Several committee members interviewed this week expressed optimism.

"There were many errors made in the past search committees," said Eric Beckham, student body president and one of two students on the committee. "But I think this committee's been set up correctly. I think we'll get the job done right this time."

The committee also consists of two other regents, five faculty members -- some of whom have administrative positions as well -- and five other members, including Frank Ashley, vice chancellor of academic affairs for the A&M System, and attorney Neal Adams.

"I'm sure we're going to get a huge pool of candidates," said Ashley, who has served on presidential search committees for four other Texas A&M System universities. "I think the hard part is going to be trying to just get down to eight or 10 candidates for the committee to look at."

Many members said they had no reservations about serving on the committee when asked, despite the level of scrutiny this search will encounter due to questions and acrimony surrounding the resignation of Elsa Murano in June.

"I'm pretty excited about it, actually," said Meredith Maloney, the only graduate student on the committee. "I have faith that the system will work."

The Board of Regents will make the final selection from the three candidates recommended by the panel. Officials indicated that every candidate would go through the same process.

That didn't happened in either of the last two searches.

In 2002, four of nine regents didn't support Robert Gates and were believed to favor former U.S. Sen. Phil Gramm, who was never declared an official candidate and wasn't vetted by the 24-person committee.

In 2007, a 14-member committee forwarded the names of three sitting university presidents. Instead, regents went with Murano, a vice chancellor and dean of the College of Agriculture and Life Sciences.
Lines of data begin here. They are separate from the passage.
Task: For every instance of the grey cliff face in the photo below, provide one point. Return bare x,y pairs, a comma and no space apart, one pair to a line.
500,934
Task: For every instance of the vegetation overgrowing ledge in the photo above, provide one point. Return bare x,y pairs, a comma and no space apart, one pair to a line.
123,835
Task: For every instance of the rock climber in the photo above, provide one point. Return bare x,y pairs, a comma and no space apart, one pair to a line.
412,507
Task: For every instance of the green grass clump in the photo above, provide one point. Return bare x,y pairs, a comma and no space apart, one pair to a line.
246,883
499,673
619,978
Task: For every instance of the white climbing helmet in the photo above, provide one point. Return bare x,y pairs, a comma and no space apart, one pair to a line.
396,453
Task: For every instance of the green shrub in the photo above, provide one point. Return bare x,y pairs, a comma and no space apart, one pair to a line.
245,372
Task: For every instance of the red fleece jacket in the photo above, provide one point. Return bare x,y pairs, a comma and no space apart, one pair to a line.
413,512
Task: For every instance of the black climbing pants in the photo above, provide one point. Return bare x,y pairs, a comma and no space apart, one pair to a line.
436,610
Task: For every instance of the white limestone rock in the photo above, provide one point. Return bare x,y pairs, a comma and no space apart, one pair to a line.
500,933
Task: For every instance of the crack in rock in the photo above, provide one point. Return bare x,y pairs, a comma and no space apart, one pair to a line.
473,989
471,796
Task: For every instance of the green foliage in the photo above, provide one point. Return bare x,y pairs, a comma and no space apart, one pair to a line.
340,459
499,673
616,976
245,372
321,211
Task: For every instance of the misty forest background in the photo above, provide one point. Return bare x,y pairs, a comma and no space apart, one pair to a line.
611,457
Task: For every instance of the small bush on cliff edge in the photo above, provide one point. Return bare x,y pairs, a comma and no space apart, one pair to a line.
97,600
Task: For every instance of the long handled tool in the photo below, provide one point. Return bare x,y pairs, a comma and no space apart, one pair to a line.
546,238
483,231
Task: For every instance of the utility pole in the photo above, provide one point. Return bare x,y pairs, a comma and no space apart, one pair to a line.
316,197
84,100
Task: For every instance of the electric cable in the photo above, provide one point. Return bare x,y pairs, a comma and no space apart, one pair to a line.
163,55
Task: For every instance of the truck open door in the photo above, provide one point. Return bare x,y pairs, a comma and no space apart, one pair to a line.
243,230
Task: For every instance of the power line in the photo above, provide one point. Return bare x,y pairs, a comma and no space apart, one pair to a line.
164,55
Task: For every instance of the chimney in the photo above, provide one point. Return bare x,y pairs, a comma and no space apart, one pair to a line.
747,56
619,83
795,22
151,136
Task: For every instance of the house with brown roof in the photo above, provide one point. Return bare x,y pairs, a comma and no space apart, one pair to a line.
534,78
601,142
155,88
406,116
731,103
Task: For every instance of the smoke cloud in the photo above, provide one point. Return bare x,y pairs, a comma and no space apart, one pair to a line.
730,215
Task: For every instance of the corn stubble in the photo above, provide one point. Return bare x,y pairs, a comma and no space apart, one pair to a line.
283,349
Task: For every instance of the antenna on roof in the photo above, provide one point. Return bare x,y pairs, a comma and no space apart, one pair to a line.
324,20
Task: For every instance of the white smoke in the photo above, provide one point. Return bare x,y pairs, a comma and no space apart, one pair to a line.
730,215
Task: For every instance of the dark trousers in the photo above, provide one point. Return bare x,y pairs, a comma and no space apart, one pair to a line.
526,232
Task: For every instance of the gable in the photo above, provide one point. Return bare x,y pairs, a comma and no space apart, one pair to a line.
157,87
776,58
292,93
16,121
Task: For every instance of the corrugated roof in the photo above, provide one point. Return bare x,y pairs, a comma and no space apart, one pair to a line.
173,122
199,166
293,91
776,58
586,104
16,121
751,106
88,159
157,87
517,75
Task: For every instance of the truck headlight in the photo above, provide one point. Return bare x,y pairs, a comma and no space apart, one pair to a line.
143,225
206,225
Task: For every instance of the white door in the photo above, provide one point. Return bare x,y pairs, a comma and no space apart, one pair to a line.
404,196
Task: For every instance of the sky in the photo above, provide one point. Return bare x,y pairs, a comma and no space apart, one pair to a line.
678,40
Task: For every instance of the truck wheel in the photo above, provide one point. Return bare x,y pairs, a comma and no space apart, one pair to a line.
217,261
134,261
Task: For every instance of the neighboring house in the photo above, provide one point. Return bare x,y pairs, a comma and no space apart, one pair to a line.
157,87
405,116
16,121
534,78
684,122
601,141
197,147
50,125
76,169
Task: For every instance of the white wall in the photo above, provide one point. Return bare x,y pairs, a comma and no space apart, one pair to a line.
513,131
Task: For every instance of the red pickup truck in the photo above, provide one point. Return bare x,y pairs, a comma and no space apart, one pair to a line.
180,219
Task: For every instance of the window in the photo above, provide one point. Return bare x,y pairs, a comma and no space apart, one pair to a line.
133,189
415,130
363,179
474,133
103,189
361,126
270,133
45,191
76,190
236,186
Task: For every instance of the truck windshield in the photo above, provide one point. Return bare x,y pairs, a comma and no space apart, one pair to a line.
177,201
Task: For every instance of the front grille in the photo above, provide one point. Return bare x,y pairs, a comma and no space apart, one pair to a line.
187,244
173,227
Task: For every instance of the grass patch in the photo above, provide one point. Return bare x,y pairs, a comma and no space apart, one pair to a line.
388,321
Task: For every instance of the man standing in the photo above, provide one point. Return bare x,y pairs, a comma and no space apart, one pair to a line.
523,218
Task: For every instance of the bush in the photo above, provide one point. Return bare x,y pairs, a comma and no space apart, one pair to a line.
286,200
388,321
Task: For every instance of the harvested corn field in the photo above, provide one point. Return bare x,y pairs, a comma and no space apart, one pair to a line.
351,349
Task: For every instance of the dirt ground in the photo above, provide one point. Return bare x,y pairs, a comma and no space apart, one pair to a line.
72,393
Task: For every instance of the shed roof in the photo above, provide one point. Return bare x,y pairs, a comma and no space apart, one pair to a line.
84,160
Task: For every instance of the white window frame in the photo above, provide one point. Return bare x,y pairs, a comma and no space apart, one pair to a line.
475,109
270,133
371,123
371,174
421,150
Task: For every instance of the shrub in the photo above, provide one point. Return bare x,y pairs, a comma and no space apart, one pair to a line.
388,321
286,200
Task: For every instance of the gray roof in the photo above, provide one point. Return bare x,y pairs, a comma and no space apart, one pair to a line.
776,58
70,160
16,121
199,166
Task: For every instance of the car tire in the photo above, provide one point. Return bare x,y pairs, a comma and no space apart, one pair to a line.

She had not been researched by the search committee.

In March, after a harsh back-and-forth over a job evaluation between McKinney and Murano, regents approved a formal policy that would allow them to select a president who hadn't been vetted by a search committee.

Information about candidates and deliberations will be confidential. R. Bowen Loftin, who is serving as Texas A&M's interim president, was asked Friday whether he planned to apply for the position.

"It's too soon to tell," he said.

Also Friday, officials announced that a Washington-based firm had been hired to assist the committee in the search. Academic Search Inc. has conducted more than 186 presidential searches since 2004.

Published on Saturday, July 25, 2009

1 comments:

Shelly said...

yeah i'll believe the transparency when i see it (no pun intended). also, why is there a dentist on the search committee? and like who's gonna take the job now that everyone is resigning?